Enterprise Power on a Budget: My APC SMT1500RM2U Refurb (2/2)
Introduction
While the UPS was refurbished, there was still much work to be done. Just because the batteries operated doesn’t mean that they are in good condition.
Intital Runtime Test
Through the UPS front panel, I initiated a runtime test. This test only ended in dismay as the test only ran for 90 seconds before the battery hit 40% and the test ended. What the hell happened?
My immediate thought was that the batteries were dead. If that was the case, I was in for an exercise of returning them to the distributor and having to order more. Even worse, delaying the process would mean I would be without a UPS for a while.
Creating a new way to test
If I had to return them, or diagnose the true issue at hand, I had to devise a way to get a extremely verbose log of the UPS. Unfortunately, through PowerChute Serial Shutdown (APC’s latest program to manage their UPSes) or through the network management card, I was unable to get a verbose log of the UPS. This started a long journey of creating my own path forward.
Research
The official APC software was a dead end. PowerChute, despite its promising name, offered no way to get the verbose, second-by-second data I needed. It was like trying to diagnose a patient’s fever with a calendar instead of a thermometer. I needed a direct line into the UPS’s firmware, and it became apparent that I’d have to build that connection myself.
As mentioned in a few places in this blog, I am a big fan of using python scripts. Such a great language! Python would be a perfect fit for this task. My theory was simple: if I could coax a continuous stream of data out of the UPS, a Python script could act as a translator, catching the raw information and logging it neatly into a .csv file. With that, I could chart, analyze, and finally uncover the truth about my batteries.

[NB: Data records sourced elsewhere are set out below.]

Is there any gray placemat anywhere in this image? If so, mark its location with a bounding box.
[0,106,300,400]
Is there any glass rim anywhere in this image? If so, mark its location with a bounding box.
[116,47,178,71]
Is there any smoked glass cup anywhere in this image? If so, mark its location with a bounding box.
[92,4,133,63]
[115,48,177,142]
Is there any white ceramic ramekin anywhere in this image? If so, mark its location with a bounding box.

The breakthrough came from a piece of hardware I’d installed almost as an afterthought: the AP9631 Network Management Card. While idly clicking through its web interface, procrastinating on the real problem, a few acronyms in a dusty corner of the menu jumped out at me: SSH and SNMP. SSH was tempting, but SNMP… a quick search confirmed it: SNMP was my golden ticket. It was designed for exactly this—querying devices for their vital statistics. The game was afoot.
SNMP
What is SNMP a.k.a. the Simple Network Management Protocol? To understand how it works, you need to know four key components:
- SNMP Manager: This is the computer or server that runs your logging program. It’s the “manager” that actively requests information. In this instance, it is my laptop running the script.
- SNMP Agent: This is a small piece of software that runs on the managed device (e.g., on the AP9631 Network Management Card inside the UPS). The agent listens for requests from the manager, retrieves the requested data from the device, and sends it back.
- Community String: This is like a simple password. The manager must send the correct community string along with its request for the agent to respond. The most common default is public, which is typically used for read-only access.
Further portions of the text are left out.